終電が近づくとともに少しずつ客が減っていき、照明を落とした店内は若い男女だけになった。
彼らはこちらの存在など気にも留めず、端においやられたテーブル席で、二人きりの空間を楽しんでいる。


店長は店が落ち着くと、煙草を吸いにすぐ裏に引っ込んだ。
穏やかな音楽が流れるなか、僕は労働に疲労した身体を確かめるように、そっと息を吐いた。


今日も長い一日が終わろうとしている。




季節の移り変わりとともに、僕は新しいアルバイトを始めた。


思い立ったことに、特別理由はない。

理由はないが、意味があるとするならば、退屈な講義を終え、ただ帰宅するという日常に飽き飽きしたのが半分。
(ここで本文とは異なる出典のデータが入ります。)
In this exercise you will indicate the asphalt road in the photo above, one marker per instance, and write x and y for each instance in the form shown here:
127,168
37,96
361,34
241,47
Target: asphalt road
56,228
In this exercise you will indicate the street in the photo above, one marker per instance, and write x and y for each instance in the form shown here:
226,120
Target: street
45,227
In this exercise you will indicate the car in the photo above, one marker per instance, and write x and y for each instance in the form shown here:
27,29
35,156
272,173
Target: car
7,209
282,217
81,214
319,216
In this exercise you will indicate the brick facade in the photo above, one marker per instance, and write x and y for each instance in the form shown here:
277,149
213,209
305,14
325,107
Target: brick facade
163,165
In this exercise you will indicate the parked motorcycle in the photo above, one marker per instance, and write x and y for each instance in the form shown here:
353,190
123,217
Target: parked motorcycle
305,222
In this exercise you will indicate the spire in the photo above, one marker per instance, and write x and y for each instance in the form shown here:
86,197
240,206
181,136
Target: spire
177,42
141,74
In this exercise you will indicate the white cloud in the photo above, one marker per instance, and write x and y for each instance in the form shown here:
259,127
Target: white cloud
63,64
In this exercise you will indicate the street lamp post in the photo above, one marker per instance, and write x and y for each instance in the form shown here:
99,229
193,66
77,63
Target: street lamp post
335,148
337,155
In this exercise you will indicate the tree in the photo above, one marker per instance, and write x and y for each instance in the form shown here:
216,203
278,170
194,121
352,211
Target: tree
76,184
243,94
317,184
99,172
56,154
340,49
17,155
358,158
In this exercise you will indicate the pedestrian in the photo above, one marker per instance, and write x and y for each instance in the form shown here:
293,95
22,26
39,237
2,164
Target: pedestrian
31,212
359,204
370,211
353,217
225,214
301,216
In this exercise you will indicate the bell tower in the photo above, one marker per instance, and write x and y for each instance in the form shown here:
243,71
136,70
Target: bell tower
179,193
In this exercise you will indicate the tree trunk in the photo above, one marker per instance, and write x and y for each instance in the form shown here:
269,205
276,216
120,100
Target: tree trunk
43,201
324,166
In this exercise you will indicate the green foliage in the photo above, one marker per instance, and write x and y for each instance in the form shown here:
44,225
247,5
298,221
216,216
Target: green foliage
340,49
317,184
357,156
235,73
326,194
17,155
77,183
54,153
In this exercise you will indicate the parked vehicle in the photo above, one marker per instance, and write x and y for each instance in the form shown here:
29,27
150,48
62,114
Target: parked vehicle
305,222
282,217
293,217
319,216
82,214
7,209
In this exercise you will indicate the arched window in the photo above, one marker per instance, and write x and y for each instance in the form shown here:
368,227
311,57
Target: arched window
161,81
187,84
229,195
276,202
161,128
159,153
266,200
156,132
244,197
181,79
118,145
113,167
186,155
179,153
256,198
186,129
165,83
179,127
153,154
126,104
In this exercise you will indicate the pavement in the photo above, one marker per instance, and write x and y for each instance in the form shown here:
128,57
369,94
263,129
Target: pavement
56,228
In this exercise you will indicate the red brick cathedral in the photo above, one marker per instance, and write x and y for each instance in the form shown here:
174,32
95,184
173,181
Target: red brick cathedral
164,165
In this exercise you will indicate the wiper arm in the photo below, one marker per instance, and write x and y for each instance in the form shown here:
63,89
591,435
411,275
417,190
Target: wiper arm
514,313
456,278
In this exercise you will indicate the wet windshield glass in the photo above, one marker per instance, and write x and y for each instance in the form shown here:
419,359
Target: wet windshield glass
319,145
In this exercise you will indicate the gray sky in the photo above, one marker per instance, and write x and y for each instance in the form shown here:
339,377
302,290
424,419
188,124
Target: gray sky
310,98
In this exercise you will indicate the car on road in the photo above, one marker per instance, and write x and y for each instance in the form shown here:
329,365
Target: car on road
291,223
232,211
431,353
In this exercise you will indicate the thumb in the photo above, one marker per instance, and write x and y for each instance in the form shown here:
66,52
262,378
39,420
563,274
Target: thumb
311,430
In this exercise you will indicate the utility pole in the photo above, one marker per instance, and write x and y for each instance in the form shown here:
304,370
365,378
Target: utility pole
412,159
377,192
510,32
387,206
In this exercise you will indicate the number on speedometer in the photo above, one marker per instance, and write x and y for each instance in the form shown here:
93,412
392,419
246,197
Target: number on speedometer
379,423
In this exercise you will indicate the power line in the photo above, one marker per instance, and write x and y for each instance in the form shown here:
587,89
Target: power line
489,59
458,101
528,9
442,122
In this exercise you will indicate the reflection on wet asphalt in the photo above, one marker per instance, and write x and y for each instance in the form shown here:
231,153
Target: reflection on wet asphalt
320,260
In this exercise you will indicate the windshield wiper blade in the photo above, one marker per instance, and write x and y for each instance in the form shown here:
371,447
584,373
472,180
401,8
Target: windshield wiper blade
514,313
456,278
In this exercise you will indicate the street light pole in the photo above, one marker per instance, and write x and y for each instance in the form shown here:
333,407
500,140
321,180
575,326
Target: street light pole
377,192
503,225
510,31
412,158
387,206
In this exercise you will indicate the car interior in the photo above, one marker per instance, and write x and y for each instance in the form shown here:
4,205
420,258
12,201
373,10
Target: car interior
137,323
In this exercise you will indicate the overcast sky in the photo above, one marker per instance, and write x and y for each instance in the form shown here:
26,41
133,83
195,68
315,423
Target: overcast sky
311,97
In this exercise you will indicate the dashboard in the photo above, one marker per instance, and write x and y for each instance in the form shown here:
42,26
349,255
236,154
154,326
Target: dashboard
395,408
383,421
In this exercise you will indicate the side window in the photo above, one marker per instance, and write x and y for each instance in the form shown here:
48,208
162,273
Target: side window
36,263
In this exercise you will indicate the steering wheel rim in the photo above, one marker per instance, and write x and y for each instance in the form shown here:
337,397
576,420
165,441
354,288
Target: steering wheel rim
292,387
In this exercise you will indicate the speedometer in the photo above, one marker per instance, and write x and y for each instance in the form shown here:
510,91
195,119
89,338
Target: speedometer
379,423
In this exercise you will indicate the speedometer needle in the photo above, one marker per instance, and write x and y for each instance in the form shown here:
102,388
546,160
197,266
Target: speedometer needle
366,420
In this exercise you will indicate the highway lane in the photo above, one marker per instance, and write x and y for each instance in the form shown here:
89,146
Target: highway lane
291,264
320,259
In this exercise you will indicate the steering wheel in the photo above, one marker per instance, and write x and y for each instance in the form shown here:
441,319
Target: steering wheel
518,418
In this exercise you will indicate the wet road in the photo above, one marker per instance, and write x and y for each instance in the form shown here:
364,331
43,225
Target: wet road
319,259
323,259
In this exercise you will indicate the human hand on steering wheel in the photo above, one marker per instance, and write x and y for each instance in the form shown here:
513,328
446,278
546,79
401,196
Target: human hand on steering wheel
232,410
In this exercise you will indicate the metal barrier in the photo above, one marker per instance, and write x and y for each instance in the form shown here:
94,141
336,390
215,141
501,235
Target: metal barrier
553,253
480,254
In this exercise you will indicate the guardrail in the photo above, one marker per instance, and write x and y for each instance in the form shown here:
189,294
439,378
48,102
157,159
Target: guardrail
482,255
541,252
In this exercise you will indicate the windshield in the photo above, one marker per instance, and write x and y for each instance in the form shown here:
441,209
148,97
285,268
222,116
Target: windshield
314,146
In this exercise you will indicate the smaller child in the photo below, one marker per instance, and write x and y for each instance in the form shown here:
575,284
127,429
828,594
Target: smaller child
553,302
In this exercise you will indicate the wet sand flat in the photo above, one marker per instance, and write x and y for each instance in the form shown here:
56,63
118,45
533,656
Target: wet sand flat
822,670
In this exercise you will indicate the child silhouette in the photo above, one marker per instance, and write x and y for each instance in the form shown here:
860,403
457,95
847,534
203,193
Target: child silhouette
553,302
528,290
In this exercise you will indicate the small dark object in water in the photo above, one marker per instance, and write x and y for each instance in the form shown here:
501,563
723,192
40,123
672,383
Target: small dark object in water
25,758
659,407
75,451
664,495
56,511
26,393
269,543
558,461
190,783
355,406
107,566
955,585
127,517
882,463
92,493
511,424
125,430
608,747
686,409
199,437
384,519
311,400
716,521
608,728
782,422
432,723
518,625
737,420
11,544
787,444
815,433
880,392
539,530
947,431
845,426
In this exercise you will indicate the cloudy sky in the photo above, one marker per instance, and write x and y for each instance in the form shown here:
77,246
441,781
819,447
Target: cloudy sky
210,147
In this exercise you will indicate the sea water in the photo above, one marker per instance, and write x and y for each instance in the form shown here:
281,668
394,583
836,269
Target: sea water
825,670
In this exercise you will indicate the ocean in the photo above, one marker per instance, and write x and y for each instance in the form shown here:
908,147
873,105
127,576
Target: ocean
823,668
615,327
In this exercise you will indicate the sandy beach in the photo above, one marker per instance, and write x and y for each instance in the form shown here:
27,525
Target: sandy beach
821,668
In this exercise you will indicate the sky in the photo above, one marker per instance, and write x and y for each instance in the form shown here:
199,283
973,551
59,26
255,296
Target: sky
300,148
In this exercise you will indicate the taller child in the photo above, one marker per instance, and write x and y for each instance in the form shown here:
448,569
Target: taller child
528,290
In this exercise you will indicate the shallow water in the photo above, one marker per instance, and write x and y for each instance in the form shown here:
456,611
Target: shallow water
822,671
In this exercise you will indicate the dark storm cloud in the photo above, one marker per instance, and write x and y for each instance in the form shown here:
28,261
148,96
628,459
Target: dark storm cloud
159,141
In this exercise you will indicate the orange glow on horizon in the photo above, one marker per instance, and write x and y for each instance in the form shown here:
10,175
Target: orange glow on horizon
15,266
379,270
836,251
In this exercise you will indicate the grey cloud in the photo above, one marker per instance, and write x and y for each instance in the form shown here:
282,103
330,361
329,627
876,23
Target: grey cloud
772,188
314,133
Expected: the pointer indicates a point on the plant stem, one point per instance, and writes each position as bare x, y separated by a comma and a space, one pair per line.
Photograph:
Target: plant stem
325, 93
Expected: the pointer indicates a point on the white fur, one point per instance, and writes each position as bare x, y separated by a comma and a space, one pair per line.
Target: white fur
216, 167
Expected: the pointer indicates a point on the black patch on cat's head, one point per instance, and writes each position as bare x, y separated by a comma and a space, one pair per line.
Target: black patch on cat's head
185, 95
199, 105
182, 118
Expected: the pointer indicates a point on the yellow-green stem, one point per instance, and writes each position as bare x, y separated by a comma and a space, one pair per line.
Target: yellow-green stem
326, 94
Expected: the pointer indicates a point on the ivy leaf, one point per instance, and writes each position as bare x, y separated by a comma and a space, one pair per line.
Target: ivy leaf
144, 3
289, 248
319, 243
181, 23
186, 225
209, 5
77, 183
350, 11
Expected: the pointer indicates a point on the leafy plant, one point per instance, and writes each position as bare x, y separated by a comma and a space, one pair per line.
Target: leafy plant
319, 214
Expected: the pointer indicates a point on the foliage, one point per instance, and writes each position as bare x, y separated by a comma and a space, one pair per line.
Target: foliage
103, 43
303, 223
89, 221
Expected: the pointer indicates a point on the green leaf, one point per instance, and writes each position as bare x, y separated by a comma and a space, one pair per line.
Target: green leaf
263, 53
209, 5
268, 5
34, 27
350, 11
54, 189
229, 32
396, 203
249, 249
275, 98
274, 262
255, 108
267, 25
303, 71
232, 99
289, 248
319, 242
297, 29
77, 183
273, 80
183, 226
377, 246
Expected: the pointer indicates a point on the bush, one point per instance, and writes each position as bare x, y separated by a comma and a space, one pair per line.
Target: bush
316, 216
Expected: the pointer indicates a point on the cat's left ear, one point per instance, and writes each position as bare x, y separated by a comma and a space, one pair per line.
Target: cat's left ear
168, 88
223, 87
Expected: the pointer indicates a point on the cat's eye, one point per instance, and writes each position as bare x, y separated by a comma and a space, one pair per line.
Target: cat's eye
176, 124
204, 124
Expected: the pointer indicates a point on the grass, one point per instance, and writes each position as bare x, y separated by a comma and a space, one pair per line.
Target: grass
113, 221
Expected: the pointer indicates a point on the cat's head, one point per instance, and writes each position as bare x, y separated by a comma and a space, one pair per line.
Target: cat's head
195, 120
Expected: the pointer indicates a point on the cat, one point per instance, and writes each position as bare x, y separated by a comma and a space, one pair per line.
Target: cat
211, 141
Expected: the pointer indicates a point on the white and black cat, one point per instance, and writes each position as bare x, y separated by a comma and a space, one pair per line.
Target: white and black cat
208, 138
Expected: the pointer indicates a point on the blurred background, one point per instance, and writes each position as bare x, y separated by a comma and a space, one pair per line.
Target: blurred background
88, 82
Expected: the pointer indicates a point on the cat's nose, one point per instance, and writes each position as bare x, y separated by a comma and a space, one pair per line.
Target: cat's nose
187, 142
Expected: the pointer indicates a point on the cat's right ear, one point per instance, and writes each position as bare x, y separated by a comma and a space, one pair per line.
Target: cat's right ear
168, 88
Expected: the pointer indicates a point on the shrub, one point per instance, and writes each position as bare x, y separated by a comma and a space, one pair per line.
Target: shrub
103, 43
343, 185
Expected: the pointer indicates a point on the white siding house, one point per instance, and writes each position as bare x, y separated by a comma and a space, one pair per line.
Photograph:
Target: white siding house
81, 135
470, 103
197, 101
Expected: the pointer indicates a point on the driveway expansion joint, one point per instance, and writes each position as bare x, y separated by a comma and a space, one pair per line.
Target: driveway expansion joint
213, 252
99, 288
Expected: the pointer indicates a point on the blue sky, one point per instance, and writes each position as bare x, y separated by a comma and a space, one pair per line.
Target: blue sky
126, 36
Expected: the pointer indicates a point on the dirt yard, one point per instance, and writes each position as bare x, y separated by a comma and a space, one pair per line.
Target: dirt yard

夜、大して仲も良くない友人に誘われ飲みに出かけてみたり、ひとりきりで部屋にこもって本を読んだりすることが苦しくなってきたのが、もう半分だ。


だからバーテンのアルバイトを選択したことにも、特別理由はない。

ただ、彼女のことを思い出す時間を少しでもなくしたい、それだけだ。


思い出はいつも不意に蘇ってくる。
彼女が好きだったテレビ番組、よく聴いていた音楽や、コーヒーの銘柄、難しい顔をして読んでいた新聞。


そういったものが、不意に僕の目に、耳にとまって記憶が溢れだす。

ひとりでいるとそんなことばかり考えてしまうから、半ば強制的に誰かと関わっていたり、仕事に没頭していれば少しは気もまぎれるだろう、そう思って始めたアルバイトだった。